New Wheelchair-Friendly Airplane Seat Is in Development for Delta Air Lines

The prototype needs to be certified and tested before it is equipped on planes.

Wheelchair users will finally get the comfort they deserve on planes—or at least, that's the vision Delta is trying to make a reality.

Thanks to a collaboration with UK-based consortium Air 4 All, Delta Air Lines' Flight Products branch is launching a new airplane seat that is able to accommodate a wheelchair if needed, Insider reports.

If put into practice, it would be a huge deal for wheelchair users, as it would allow them to roll their own wheelchair from the airport onto the plane and then off once at destination. As of now, instead, wheelchair users have to use a wheelchair provided by the airline for moving across the airport and to the plane, and once they're on the aircraft, they are transferred onto a seat. Their own wheelchair is checked and usually stored in the cargo hold for the duration of the flight.

In addition to it being a not-so-seamless process, the current way of dealing with wheelchairs when flying has resulted in many issues for travelers who use wheelchairs. According to the US Department of Transportation's February 2023 Air Travel Consumer Report, in 2022 alone, 11,389 wheelchairs were mishandled by US airlines, which resulted in potential delays, property damages, and a greater layer of stress for owners, who have to face huge inconveniences if their wheelchair is delayed, missing, or broken.

The problem is growing, too. The latest Air Travel Consumer Report released in May 2023 reports that between January and March of this year the number of total mishandled wheelchairs and scooters was 2,547 (versus 2,028 in the same period last year).

This new seat would set these problems aside for good, as the passenger wouldn't need to get off their wheelchair at any point. According to a press release by Air 4 All, the new seat—which is still a prototype, and needs to be certified and tested before it finds its spot on commercial planes—is designed in a way that allows for a wheelchair-friendly seat conversion when needed. That means that if there is a wheelchair user aboard, the seat can be flipped up, its back cushion removed, and the wheelchair backed into the space and safely attached.

Here's a closer look at how the seat functions:

If no one needs the wheelchair seat, no worries—the seat can work as a regular seat as well, allowing the space to be used by all passengers. For airlines, this is yet another incentive to equip planes with the new seat. "Airlines have been resistant to provide a wheelchair space as this would result in a loss of seat count," reads the Air 4 All website. "The Air4All system removes that anomaly."

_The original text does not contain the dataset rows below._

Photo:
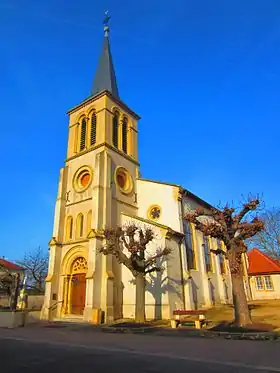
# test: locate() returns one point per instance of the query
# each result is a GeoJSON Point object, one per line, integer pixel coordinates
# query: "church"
{"type": "Point", "coordinates": [100, 187]}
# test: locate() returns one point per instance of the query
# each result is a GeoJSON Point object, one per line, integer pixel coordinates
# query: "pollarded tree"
{"type": "Point", "coordinates": [36, 268]}
{"type": "Point", "coordinates": [10, 285]}
{"type": "Point", "coordinates": [129, 246]}
{"type": "Point", "coordinates": [231, 226]}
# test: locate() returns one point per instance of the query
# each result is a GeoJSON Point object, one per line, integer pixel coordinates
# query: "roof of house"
{"type": "Point", "coordinates": [10, 266]}
{"type": "Point", "coordinates": [260, 263]}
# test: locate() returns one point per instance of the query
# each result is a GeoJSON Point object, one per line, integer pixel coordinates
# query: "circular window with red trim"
{"type": "Point", "coordinates": [123, 180]}
{"type": "Point", "coordinates": [82, 178]}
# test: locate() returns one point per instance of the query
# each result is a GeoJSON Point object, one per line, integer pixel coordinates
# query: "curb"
{"type": "Point", "coordinates": [254, 336]}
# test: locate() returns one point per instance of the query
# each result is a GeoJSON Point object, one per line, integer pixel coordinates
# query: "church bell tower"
{"type": "Point", "coordinates": [96, 185]}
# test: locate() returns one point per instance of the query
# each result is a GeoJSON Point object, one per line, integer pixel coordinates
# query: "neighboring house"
{"type": "Point", "coordinates": [264, 275]}
{"type": "Point", "coordinates": [100, 186]}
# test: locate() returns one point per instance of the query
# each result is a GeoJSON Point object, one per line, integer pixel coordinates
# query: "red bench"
{"type": "Point", "coordinates": [198, 316]}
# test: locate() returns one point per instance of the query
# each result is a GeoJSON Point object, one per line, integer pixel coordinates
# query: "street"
{"type": "Point", "coordinates": [42, 350]}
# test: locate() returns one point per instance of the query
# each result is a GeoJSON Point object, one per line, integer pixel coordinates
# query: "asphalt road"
{"type": "Point", "coordinates": [60, 351]}
{"type": "Point", "coordinates": [22, 356]}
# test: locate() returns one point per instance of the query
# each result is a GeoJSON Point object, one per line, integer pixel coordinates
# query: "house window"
{"type": "Point", "coordinates": [268, 283]}
{"type": "Point", "coordinates": [259, 283]}
{"type": "Point", "coordinates": [207, 254]}
{"type": "Point", "coordinates": [191, 262]}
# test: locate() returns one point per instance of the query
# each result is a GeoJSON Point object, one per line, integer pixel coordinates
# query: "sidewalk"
{"type": "Point", "coordinates": [245, 352]}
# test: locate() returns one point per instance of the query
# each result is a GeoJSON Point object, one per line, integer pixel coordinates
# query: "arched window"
{"type": "Point", "coordinates": [69, 228]}
{"type": "Point", "coordinates": [124, 134]}
{"type": "Point", "coordinates": [89, 216]}
{"type": "Point", "coordinates": [93, 129]}
{"type": "Point", "coordinates": [83, 134]}
{"type": "Point", "coordinates": [80, 226]}
{"type": "Point", "coordinates": [191, 261]}
{"type": "Point", "coordinates": [115, 129]}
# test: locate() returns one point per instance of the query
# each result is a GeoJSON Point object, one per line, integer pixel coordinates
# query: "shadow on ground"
{"type": "Point", "coordinates": [232, 328]}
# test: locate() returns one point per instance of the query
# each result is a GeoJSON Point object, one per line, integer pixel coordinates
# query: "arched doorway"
{"type": "Point", "coordinates": [78, 286]}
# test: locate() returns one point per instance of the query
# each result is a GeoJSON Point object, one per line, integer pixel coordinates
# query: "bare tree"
{"type": "Point", "coordinates": [231, 227]}
{"type": "Point", "coordinates": [10, 285]}
{"type": "Point", "coordinates": [129, 246]}
{"type": "Point", "coordinates": [268, 240]}
{"type": "Point", "coordinates": [36, 266]}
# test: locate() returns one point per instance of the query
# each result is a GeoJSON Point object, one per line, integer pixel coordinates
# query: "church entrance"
{"type": "Point", "coordinates": [78, 286]}
{"type": "Point", "coordinates": [78, 294]}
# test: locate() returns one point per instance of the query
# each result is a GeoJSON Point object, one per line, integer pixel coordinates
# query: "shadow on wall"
{"type": "Point", "coordinates": [212, 293]}
{"type": "Point", "coordinates": [195, 289]}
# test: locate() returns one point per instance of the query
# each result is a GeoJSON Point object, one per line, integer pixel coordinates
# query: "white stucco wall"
{"type": "Point", "coordinates": [266, 294]}
{"type": "Point", "coordinates": [153, 193]}
{"type": "Point", "coordinates": [164, 290]}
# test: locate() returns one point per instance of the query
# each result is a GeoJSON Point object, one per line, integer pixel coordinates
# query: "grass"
{"type": "Point", "coordinates": [262, 312]}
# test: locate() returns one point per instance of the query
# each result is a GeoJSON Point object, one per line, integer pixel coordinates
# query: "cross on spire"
{"type": "Point", "coordinates": [105, 77]}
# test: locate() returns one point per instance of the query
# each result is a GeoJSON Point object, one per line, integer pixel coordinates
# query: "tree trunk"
{"type": "Point", "coordinates": [140, 298]}
{"type": "Point", "coordinates": [15, 292]}
{"type": "Point", "coordinates": [242, 315]}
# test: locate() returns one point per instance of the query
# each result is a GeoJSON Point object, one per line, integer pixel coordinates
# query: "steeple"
{"type": "Point", "coordinates": [105, 77]}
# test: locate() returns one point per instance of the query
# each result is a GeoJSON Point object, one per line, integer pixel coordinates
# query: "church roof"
{"type": "Point", "coordinates": [9, 265]}
{"type": "Point", "coordinates": [185, 191]}
{"type": "Point", "coordinates": [260, 263]}
{"type": "Point", "coordinates": [105, 77]}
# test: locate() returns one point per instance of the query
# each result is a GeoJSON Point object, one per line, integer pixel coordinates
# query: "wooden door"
{"type": "Point", "coordinates": [78, 293]}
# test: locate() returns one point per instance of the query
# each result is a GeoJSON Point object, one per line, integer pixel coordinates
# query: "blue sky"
{"type": "Point", "coordinates": [203, 75]}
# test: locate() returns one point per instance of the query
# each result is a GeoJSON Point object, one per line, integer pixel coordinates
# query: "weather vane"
{"type": "Point", "coordinates": [106, 19]}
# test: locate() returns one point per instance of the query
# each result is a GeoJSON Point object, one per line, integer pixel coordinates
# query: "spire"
{"type": "Point", "coordinates": [105, 77]}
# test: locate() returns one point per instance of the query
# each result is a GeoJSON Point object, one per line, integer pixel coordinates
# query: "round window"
{"type": "Point", "coordinates": [82, 179]}
{"type": "Point", "coordinates": [85, 179]}
{"type": "Point", "coordinates": [154, 212]}
{"type": "Point", "coordinates": [123, 180]}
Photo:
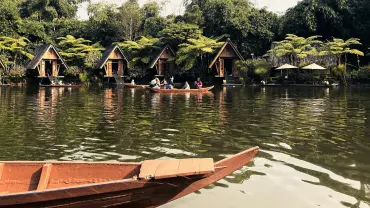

And get this: the upgrade would be a simple one. The implementation of the new seat wouldn't require any change to current cabin configuration. Plus, wheelchair users would get the same level of comfort and amenities as any other passenger, as the seat is always able to offer access to the headrest, tray table, and cocktail table.

"We believe that everyone should have access to air travel, and we welcome the significant improvements in accessibility made by UK airlines and airports in recent years," Sir Stephen Hillier, chair of the UK Civil Aviation Authority, said in a statement shared by Air 4 All. "In the last five years the number of assistance requests has doubled, with passengers with reduced mobility and hidden disabilities now feeling more confident to travel. As the industry looks to recover from the effects of the Covid-19 pandemic, we are keen to see innovative proposals which might further enhance the passenger journey."